Using Google Apps, I am able to query the filings history of a company and get document meta data, when I then try and fetch the document I get “ Exception: Request failed for https://document-api.companieshouse.gov.uk returned code 500”.
The document is available if I go through CH website, plus, I have tried it on various different companies/filings
I don’t know the answer but there are some quirks to fetching the document data:
a) When you request the content you’ll get at least one redirect. According to the UrlFetchApp documentation the default is to follow redirects. However it’s possible that this is causing you problems because …
b) You are currently redirected to AWS where the documents are hosted.
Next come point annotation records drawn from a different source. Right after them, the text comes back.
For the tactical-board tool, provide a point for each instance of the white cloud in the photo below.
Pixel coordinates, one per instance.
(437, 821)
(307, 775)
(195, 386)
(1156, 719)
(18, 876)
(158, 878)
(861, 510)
AWS have their own authorization scheme and so if the GScript is passing the Companies House authentication header to them that will cause issues.
c) … so you may have to tell GScript NOT to follow redirects, parse the redirect to find out where it’s going to and then make a separate request to that URL without the Companies House http Basic Authorization header.
It does appear that you’re correct in requesting application/pdf - most documents are but it’s always a good idea to request the document metadata first (if you’re not already doing so) and check what formats are available / use whatever link to the data they provide there.
For more detail see e.g. my reply posted in this thread (they also got a 500):
Did you try my example in the thread? (It’s old but probably still works)
I would definitely try to step through this manually using e.g. curl, so you can see exactly what url / authentication data you are supplying and exactly what responses you get back. Once you can do this manually it’s a matter of working out what’s happening differently in your language / library.
Also it looks like there’s a way of examining what Google apps is actually sending which may help - see here:
Hi @voracityemail - sorry for the delay in replying - I have been diligently going through your example. Given I did not know Curl I had to learn that and I think that was both good and bad.